Название. Имелся готовый наработанный школьный набор: «Колючка», «Крапива», «Еж», «Кнопка», «Клякса» и пр. Однако нам это казалось уже не по мерке. Я предложила с тайной надеждой – «Щелчок». Под таким названием выпускал газету мой папа в своем академическом институте. Их «Щелчок» пользовался бешеным успехом. Через много лет только смогу я оценить их смелость, ну и острословие, конечно. Сами же мы не боялись ни черта по буйной своей молодости и, как потом стало ясно, по удачному совпадению со временем.
«Щелчок» был принят на ура.
А кодекс наш содержал всего одно правило: никогда не просить присылать нам заметки. Этот унылый почтовый ящик, обязательный причиндал всех стенных газет, казался нам символом несостоятельности. Все, что могло произойти на двух этажах общежития и на двух же этажах университета (он помещался тогда в школе), а также на коротком отрезке между ними: туда-обратно, на дню много раз, потому что мы любили оба эти наши дома – все, что могло произойти интересного и смешного, мы сами в силах были узнать и увидеть. Ибо мы настраивались веселиться, а вовсе не «искоренять недостатки». Ну а потом уже, после выхода нескольких номеров, к нам будут приходить: кто – из любопытства, кто – поучаствовать, посмеяться, просто поболтаться рядом, будут «приносить материал», а кто и жаловаться на кого-то (почему-то в «Щелчок», а не в комитет ВЛКСМ), но это попозже.
Первый номер. Пока то да се, собрались мы только к вечеру (да так и пойдет дальше всегда). Нашли немного карандашей, баночку туши, четверть листа ватмана и, конечно, кисть.
Вадим обмакнул кисть в тушь и вывел «Щелчок». Потом мы полночи старательно вырисовывали с натуры соответствующую позицию пальцев. Материал для первого номера был незатейлив, и незатейлив был стишок:
Одеяло убежало,Улетела простыня,И подушку, как подружку,Чемодан в пыли обнял.И ботинки на простынке,И на тумбочке штаны,В куче вилки и бутылки,Банки с книжками видны.…
и так далее, весь перечень предметов нашего общежитского бытия, оказавшийся в беспорядке, и рисунок достоверно отражал как
...в подушке
Спит спокойненько утюг...
И еще одна находка была в этом номере. Мы сочинили свою подпись – БЯФ, что должна была «скрыть наши имена»: Бойков, Янушевич, Фомичев.
Наш листок, вывешенный в общежитии на доске объявлений, не остался незамеченным, однако не произвел особенного впечатления. На той доске помещалось множество объявлений, выдуманных иногда очень удачно и смешно. На сей фольклорной волне каждый имел шанс отличиться.
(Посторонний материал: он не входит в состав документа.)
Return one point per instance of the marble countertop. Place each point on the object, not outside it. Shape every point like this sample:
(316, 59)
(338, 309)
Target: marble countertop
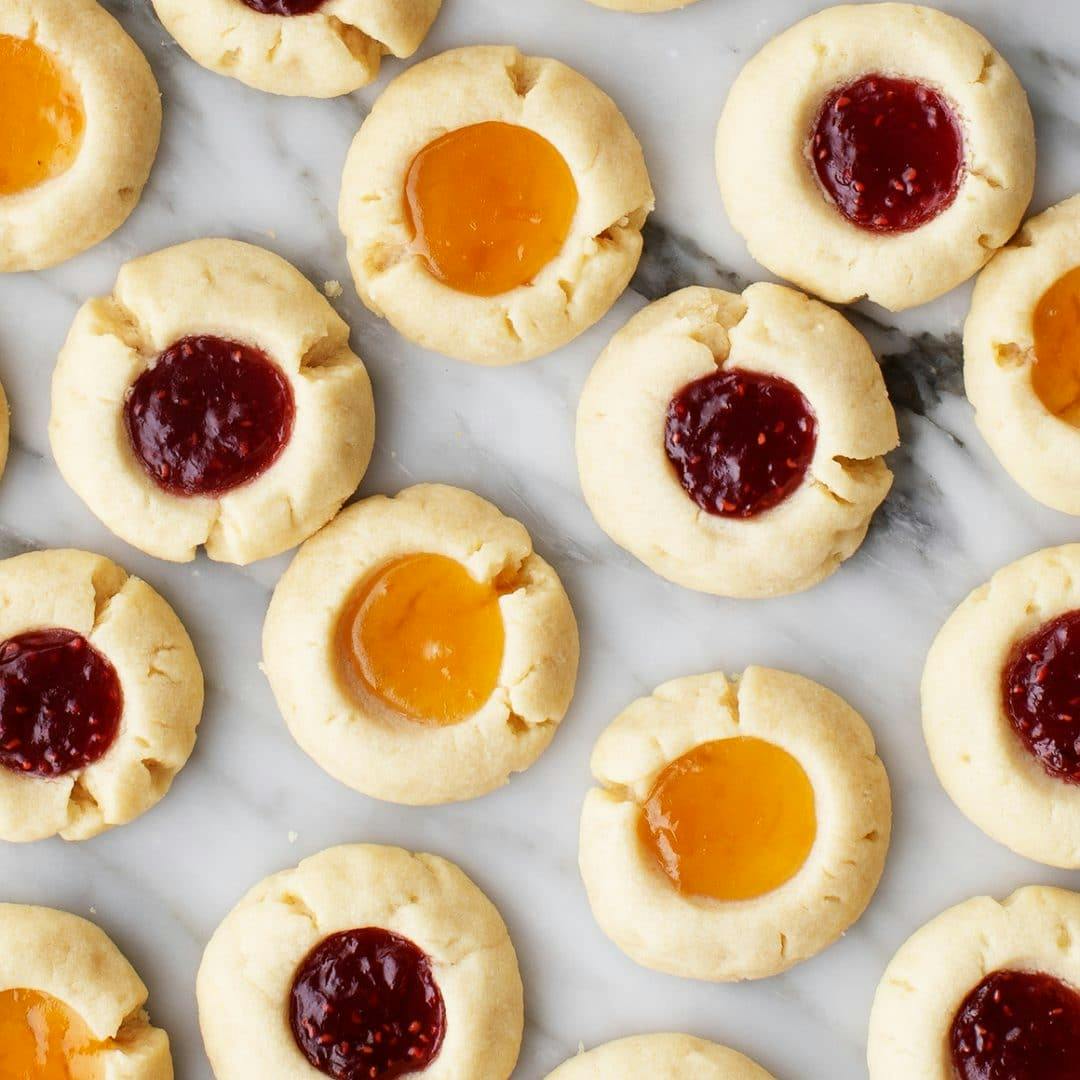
(239, 163)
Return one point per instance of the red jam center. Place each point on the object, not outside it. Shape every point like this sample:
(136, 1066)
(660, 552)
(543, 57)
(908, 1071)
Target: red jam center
(59, 703)
(208, 416)
(889, 152)
(1017, 1025)
(740, 442)
(365, 1004)
(1041, 688)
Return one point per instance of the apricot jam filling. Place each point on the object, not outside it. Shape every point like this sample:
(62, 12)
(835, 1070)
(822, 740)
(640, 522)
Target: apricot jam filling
(489, 206)
(1055, 374)
(730, 820)
(1041, 692)
(1017, 1025)
(43, 1039)
(208, 416)
(424, 637)
(41, 118)
(61, 703)
(364, 1003)
(740, 442)
(889, 152)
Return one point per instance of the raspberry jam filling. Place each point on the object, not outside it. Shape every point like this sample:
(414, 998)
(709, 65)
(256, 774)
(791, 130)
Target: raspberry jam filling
(208, 416)
(741, 442)
(889, 152)
(1041, 690)
(365, 1004)
(1017, 1025)
(1055, 323)
(731, 820)
(424, 637)
(489, 205)
(59, 703)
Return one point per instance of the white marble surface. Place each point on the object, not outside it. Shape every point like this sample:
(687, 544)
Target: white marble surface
(239, 163)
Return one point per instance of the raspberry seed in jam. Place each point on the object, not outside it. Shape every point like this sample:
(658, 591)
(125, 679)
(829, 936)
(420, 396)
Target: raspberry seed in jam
(1017, 1025)
(740, 442)
(208, 416)
(365, 1004)
(1041, 691)
(59, 703)
(889, 152)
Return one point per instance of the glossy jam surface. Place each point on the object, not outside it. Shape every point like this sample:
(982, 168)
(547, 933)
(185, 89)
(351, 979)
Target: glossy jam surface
(61, 703)
(1041, 690)
(489, 205)
(208, 416)
(42, 1039)
(741, 442)
(889, 152)
(426, 637)
(730, 820)
(1017, 1025)
(41, 119)
(1055, 374)
(365, 1006)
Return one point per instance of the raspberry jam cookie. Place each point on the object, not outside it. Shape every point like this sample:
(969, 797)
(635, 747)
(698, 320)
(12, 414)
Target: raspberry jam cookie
(71, 1007)
(300, 48)
(79, 129)
(1022, 356)
(493, 204)
(1000, 709)
(419, 649)
(734, 443)
(660, 1057)
(876, 150)
(987, 990)
(211, 400)
(741, 825)
(100, 693)
(362, 961)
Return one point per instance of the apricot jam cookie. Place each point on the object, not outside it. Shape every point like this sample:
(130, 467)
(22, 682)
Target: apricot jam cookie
(419, 649)
(362, 961)
(876, 150)
(741, 824)
(986, 990)
(211, 400)
(1000, 709)
(100, 693)
(660, 1057)
(493, 204)
(734, 443)
(79, 129)
(70, 1004)
(1022, 356)
(299, 48)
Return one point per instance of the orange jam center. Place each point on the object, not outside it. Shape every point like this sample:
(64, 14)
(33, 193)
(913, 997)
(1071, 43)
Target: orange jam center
(730, 820)
(1055, 374)
(489, 205)
(424, 637)
(42, 1039)
(41, 118)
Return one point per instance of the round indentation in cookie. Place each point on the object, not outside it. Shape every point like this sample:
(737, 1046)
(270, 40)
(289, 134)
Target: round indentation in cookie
(731, 819)
(1016, 1025)
(424, 637)
(489, 206)
(41, 122)
(741, 442)
(59, 703)
(208, 416)
(365, 1002)
(1041, 692)
(889, 152)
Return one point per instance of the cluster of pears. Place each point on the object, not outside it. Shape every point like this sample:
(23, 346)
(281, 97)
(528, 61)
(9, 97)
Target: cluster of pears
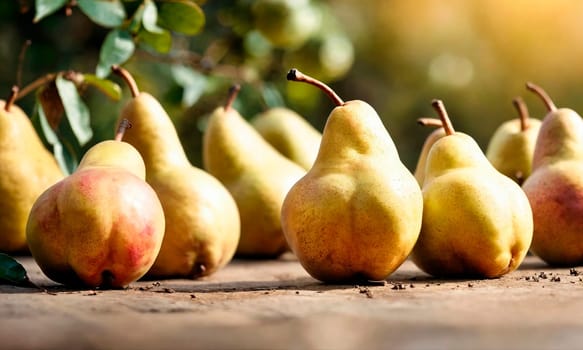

Такой, например, нехитрый текст: «В школу верховой езды можно записаться у Паши Хенкина» – доводил нас до коликов, хотя не было в нем никакого второго смысла, как впрочем, и первого, просто Паша Хенкин обладал выразительной внешностью. Это бурлила и пузырилась все та же эйфорическая потребность действия, самовыражения, общения, тот же самый выпендреж, что и нас сподвиг на выпуск газеты.
А заметила нас, самопонятно, коммунистическая партия в лице Г. К. Майковской. Она читала нам историю КПСС, одна сама вела семинары во всех группах. Наши ответы оценивала весьма своеобычно:
– Да вы оппортунист, девочка (молодой человек)! – чем побуждала, надо сказать, к изучению «предмета», а главное, к свободному изложению своих мыслей. Она же возглавляла университетскую партийную ячейку, проводила с нами общественную работу, записывала, например, в хор. Строптивый студент Суворов заявил напористо:
– А если я не хочу в хор?!
– А куда же вы хотите в таком случае? – резонно поинтересовалась Майковская, -
что умеете?
– Да хоть плясать, – вспылил Суворик.
– Отлично, запишем вас в кружок танцев.
И она организовала-таки ансамбль народного танца, и Суворик в нем плясал от души.
Кажется, Майковская же выделила нам бумагу и карандаши (ничего ж не было еще). И пригласила нас делать второй номер в класс, где сама засиживалась допоздна (кабинетов у преподавателей тоже не было), еще угостила чаем с пряниками.